Sometimes special needs parenting hits you in the face, hard. I took both kids to my 3-year-old daughter’s well check today. It was a little stressful when Caleb went for the stickers laying an inch away from the uncapped syringes, but otherwise an excellent outing with both kids. This is a rare feat in our household as we almost never take both kids into a place with one adult. I thought, “I got this” and took the kids to a nearby Chik-Fil-A as a treat for them doing so well at the Doc’s.
I was cocky.
We were 8 minutes too early for lunch. Caleb started crying. The obviously childless teenager politely asked, “Are you sure you can’t wait 8 minutes?” I point to my now screaming autistic 5 year-old while letting the cashier know that I have no problem waiting but my son clearly cannot. As we’re walking away, the manager calls out that they can make nuggets if we don’t mind eating hash browns instead of fries. I thought that at least Caleb could get his nuggets and the worst would be over, so I took them up on it.
I chose poorly.
While I was trying to order his kid’s meal, Caleb erupted into a meltdown that will surely go down into the record books. There was screaming, crying, and flailing. I felt the eyes of every person in that place burning into the back of my neck as I tried to console him while finishing the order. It was so bad that the manager came running around the counter and dropped down next to my daughter to try entertain her and allow me to focus on Caleb.
At that point I felt we were in too deep to leave, somehow managed to pull out and swipe my card, and then the manager grabs the food tray and asks where we are sitting. I pull/drag/carry my screaming Caleb to the furthest booth in the very back of the restaurant, open his nuggets, and hand them to him. Like a light switch, Caleb bursts out in a grin and sits contentedly eating nuggets while looking around smiling. Manager looks around to see if she’s on Candid Camera. I explain that leaving was trigger that set him off because he can’t handle when a set routine is broken. It’s especially brutal if it involves his favorite foods. He gets this from his mother. Also, a major shout-out to that manager who really stepped up and went above and beyond.

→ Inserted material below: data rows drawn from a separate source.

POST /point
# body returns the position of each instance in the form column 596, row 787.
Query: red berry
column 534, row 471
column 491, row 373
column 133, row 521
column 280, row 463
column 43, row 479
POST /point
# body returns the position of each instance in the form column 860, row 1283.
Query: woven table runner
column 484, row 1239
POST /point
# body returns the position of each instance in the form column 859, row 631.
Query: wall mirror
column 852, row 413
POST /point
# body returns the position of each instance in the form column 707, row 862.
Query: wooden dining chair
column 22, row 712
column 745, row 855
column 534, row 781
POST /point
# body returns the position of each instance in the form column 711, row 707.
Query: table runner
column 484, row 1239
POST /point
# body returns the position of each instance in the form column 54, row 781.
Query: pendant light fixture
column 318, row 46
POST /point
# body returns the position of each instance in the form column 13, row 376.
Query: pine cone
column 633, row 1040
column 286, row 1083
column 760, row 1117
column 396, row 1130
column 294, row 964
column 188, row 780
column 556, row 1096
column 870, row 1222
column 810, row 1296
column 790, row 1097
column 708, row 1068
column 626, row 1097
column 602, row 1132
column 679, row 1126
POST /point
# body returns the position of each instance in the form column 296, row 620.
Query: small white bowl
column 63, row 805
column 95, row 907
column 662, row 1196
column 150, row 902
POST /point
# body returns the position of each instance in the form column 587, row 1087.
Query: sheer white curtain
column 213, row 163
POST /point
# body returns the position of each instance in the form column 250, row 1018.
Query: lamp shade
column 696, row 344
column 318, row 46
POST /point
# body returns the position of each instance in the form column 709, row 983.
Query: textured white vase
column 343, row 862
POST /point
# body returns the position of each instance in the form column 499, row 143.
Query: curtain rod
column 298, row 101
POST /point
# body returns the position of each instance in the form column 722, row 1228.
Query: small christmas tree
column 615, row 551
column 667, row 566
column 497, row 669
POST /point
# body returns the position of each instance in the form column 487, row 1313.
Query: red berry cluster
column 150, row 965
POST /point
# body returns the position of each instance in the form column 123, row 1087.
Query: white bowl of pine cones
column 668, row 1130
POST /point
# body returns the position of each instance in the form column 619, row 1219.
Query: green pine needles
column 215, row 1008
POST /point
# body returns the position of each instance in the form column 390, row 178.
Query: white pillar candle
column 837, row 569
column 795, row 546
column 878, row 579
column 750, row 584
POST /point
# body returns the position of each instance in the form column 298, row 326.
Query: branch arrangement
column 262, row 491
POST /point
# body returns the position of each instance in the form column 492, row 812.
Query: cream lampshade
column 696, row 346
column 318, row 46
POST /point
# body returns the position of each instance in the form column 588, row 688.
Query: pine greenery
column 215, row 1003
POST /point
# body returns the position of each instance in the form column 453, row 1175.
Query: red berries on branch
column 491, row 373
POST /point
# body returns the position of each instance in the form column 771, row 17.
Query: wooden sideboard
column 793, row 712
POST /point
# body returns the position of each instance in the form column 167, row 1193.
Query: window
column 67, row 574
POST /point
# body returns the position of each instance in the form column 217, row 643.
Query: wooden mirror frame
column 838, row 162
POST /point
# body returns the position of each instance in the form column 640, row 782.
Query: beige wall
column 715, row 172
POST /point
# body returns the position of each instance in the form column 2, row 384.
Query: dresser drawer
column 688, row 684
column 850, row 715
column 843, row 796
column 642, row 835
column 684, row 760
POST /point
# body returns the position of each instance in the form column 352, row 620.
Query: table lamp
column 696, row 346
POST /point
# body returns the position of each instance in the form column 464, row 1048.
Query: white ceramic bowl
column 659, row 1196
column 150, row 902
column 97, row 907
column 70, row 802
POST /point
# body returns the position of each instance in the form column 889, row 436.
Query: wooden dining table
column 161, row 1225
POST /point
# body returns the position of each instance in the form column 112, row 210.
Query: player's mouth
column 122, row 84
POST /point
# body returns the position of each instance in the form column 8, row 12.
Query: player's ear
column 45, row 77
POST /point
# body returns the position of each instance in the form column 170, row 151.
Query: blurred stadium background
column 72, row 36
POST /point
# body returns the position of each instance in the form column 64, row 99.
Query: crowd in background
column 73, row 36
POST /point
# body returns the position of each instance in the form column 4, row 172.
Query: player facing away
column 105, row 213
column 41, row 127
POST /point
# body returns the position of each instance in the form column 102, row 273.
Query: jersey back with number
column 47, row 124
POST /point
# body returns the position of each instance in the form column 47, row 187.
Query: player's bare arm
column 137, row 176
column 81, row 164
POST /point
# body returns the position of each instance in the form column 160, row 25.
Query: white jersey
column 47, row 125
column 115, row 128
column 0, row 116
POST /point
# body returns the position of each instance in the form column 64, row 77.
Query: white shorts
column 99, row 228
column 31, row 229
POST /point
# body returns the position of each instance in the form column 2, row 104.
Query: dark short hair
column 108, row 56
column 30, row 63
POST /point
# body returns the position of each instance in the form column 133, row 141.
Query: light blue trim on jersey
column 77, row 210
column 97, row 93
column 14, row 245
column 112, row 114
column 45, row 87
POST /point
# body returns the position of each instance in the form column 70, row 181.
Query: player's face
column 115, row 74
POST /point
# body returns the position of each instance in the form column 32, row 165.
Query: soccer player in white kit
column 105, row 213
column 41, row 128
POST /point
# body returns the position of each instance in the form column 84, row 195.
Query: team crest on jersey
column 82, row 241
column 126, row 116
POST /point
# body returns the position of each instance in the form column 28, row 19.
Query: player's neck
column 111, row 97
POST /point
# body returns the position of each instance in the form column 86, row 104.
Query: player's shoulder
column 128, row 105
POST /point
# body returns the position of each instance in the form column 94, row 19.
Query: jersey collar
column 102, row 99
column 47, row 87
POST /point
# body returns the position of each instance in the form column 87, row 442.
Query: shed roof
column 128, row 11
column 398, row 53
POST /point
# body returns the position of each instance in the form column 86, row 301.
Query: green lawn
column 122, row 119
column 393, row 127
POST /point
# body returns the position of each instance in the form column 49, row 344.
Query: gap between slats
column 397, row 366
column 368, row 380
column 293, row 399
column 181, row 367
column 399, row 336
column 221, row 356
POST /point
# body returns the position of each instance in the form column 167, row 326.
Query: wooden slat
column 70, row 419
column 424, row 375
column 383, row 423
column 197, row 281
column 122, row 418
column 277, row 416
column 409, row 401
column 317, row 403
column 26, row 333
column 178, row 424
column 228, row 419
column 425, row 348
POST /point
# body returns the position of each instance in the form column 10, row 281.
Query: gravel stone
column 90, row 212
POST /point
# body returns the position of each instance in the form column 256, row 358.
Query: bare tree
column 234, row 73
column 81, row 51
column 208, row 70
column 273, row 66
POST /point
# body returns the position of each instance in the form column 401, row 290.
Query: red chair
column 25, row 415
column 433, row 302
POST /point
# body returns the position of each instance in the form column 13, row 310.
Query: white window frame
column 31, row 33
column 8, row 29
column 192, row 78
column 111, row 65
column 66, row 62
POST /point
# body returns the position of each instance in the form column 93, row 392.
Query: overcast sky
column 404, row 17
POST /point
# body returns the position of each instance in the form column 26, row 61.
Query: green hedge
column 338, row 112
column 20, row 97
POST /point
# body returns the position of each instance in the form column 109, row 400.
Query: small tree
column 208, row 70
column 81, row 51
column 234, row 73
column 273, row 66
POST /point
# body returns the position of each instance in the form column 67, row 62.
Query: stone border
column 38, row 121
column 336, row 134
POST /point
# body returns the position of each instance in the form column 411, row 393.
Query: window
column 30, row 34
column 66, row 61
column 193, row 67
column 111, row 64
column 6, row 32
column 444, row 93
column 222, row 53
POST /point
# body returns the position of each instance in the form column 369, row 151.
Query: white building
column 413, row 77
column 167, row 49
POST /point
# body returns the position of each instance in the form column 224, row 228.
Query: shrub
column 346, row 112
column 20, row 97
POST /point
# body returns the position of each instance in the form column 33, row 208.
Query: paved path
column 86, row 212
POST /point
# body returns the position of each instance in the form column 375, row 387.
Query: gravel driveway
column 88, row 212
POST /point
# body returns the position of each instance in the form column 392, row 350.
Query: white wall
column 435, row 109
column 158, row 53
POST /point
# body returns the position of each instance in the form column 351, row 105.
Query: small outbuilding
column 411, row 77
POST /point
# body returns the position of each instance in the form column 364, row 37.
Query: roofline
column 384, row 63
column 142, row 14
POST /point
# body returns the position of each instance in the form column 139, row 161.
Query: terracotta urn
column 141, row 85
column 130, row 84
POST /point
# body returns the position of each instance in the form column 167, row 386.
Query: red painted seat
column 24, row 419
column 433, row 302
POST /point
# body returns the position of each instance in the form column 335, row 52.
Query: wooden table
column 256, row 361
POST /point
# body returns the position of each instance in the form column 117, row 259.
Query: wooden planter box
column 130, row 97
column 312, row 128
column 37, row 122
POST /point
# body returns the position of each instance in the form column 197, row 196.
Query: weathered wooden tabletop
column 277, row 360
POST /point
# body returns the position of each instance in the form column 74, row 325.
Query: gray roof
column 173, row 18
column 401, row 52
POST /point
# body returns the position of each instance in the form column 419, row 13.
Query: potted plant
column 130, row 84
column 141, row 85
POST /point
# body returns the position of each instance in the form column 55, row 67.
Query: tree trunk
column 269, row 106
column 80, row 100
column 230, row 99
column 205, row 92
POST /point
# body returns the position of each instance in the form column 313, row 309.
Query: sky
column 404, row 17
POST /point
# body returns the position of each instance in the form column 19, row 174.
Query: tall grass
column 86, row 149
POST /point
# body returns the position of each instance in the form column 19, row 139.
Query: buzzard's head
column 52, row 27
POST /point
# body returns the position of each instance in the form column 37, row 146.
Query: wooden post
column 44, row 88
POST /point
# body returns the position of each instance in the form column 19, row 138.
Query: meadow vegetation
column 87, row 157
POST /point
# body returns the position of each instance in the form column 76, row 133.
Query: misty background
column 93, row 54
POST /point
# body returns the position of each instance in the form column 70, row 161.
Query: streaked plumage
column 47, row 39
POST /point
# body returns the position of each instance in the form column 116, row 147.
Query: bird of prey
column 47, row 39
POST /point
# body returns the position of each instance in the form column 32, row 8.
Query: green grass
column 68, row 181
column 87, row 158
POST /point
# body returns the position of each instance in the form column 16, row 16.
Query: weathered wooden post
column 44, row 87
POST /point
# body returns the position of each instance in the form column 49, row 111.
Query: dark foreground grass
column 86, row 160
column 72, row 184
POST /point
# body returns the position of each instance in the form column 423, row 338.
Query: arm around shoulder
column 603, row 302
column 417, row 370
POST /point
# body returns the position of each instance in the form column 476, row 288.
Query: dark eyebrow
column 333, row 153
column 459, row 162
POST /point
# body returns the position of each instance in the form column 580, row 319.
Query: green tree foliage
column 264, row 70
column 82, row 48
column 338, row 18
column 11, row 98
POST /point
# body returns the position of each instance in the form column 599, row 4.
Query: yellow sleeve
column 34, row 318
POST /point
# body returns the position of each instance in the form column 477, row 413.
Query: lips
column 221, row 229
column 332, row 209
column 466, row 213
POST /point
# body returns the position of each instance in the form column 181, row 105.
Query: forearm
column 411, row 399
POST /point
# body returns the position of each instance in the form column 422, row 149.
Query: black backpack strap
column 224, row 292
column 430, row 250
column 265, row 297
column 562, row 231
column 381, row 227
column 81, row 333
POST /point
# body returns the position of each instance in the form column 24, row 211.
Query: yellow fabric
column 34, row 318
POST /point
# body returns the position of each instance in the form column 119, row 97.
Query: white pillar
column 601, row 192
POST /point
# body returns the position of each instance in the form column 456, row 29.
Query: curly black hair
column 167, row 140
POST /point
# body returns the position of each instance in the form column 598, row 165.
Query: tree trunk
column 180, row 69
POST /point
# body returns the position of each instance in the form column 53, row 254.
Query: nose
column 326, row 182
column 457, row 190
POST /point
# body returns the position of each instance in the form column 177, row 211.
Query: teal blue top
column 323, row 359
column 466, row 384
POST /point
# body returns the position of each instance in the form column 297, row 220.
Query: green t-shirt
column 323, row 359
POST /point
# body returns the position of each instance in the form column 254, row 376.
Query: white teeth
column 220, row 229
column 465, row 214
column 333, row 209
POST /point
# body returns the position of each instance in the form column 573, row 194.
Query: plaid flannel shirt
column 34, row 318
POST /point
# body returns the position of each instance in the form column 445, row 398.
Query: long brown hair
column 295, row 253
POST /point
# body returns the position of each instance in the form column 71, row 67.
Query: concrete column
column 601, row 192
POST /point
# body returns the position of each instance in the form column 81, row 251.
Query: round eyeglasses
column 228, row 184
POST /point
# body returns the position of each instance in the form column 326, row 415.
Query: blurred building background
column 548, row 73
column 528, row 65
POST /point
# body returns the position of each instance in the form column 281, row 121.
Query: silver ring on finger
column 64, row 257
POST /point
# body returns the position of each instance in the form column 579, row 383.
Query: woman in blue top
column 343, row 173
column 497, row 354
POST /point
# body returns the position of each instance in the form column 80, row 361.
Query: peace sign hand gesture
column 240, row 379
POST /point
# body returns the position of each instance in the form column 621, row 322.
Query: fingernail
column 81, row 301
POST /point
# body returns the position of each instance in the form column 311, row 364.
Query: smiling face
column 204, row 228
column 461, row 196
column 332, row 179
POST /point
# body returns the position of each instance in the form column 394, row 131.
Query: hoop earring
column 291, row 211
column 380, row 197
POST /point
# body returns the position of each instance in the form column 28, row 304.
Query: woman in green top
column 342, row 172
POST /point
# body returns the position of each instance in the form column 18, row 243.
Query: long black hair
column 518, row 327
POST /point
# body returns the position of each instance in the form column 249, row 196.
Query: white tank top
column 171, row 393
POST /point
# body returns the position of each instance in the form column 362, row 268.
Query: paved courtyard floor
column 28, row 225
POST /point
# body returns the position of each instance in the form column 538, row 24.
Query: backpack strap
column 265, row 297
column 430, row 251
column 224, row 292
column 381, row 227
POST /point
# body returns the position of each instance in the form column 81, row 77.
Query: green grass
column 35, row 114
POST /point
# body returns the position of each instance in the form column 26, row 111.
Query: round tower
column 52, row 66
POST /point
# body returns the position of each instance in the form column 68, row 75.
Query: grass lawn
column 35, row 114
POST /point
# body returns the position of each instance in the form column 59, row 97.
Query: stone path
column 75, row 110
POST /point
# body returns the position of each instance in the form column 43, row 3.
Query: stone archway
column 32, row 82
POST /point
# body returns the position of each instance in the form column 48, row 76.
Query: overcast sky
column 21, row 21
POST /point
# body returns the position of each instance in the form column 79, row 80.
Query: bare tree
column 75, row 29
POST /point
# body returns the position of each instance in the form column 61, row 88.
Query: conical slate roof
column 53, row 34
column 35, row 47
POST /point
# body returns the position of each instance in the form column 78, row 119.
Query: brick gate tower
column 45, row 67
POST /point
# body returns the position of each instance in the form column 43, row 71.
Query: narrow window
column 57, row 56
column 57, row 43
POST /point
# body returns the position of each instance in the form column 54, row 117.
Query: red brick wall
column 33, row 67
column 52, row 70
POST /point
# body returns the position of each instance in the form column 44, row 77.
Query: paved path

As we are leaving, all the employees smiled at me and told me they were sorry. I feel like this should be reversed, but whatever we’re almost done. Five feet from the door, my until-then perfectly behaved daughter notices the ball pit and starts screaming/crying because her mother always takes her. Mother strikes again and she’s not even with us. We’re moving and the door is in sight, so it’s just a little salt in the wound. I get the kids into the car and book it home.
On the drive back, Carry on Wayward Son by Kansas came on the radio. It was rather fitting and made me reflect… minus the whole lay your weary head to rest part. Caleb has his own road to travel through life. It’s not well-beaten and it’s going to be difficult, but it’s his road to travel. I already know that at times I’m not going to understand it, but that’s okay as long as I can be there to help him down it.
So carry on my wayward Son, don’t you cry no more.